Restaurant information
- Established: July 3, 2012
- Owner: Marco Frattaroli
- Food type: Italian
- Location: 3539 Southeast Division Street, Portland, Oregon, 97202, United States
- Coordinates: 45°30′18″N 122°37′40″W﻿ / ﻿45.5049°N 122.6277°W

= Cibo (restaurant) =

Italian restaurant in Portland, Oregon, U.S.

Cibo is an Italian restaurant in Portland, Oregon, United States. Owner Marco Frattaroli opened the restaurant in 2012.

== Description ==
Cibo (pronounced chee-bo; Italian for food) is an Italian restaurant in southeast Portland's Richmond neighborhood. The 2,000-square-foot space has a bar, an open kitchen with an imported Ligurian pizza oven, red leather booths, and wrap-around windows.

Erin DeJesus of Eater Portland said the restaurant was "designed around the concept of the cecina, a topped chickpea flatbread, and hand-pulled pizzas". The menu has also included stromboli, charcuterie, baked fish, and Pax romana sausage with foccaccia, relish, and house mustard. Other dishes have included bolognese, polenta lasagne, bacon-wrapped quail, and pan-seared trout with prosciutto and sage.

== History ==
Owner Marco Frattaroli confirmed plans to open Cibo in January 2012. Originally slated to open in April, the restaurant's launch was pushed back to mid May, then June 26, before finally debuting on July 3.

== Reception ==
Samantha Bakall ranked Cibo number 15 in The Oregonian's 2017 list of Portland's twenty-seven best wood-fired pizzas, in which she described the restaurant as a "neighborhood favorite". Zuri Anderson included Cibo in iHeart Media's 2021 overview of the city's "highest-rated" pizza restaurants, based on Tripadvisor reviews.

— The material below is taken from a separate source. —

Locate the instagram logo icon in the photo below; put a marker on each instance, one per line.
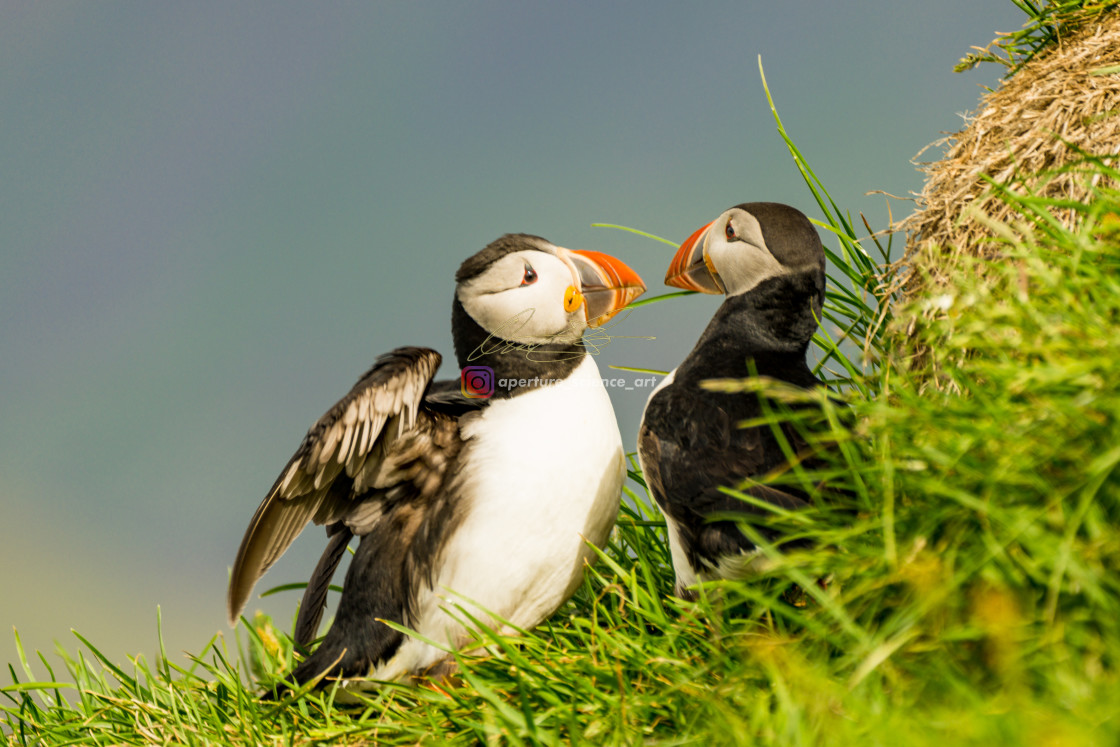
(477, 382)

Alex Frane included Cibo in Eater Portlands 2022 list of fifteen "stellar" Italian eateries in the city, writing: "the mistake could be made that Cibo is more of a pizzeria and bar than full Italian restaurant. But the small-but-solid pasta list and Italian wine menu elevate the restaurant to a more full-fledged Italian eatery, while still being a more casual, weeknight or special occasion kind of venture. Still, the thin, char-kissed wood-fired pizzas are the main draw, especially the signature margherita."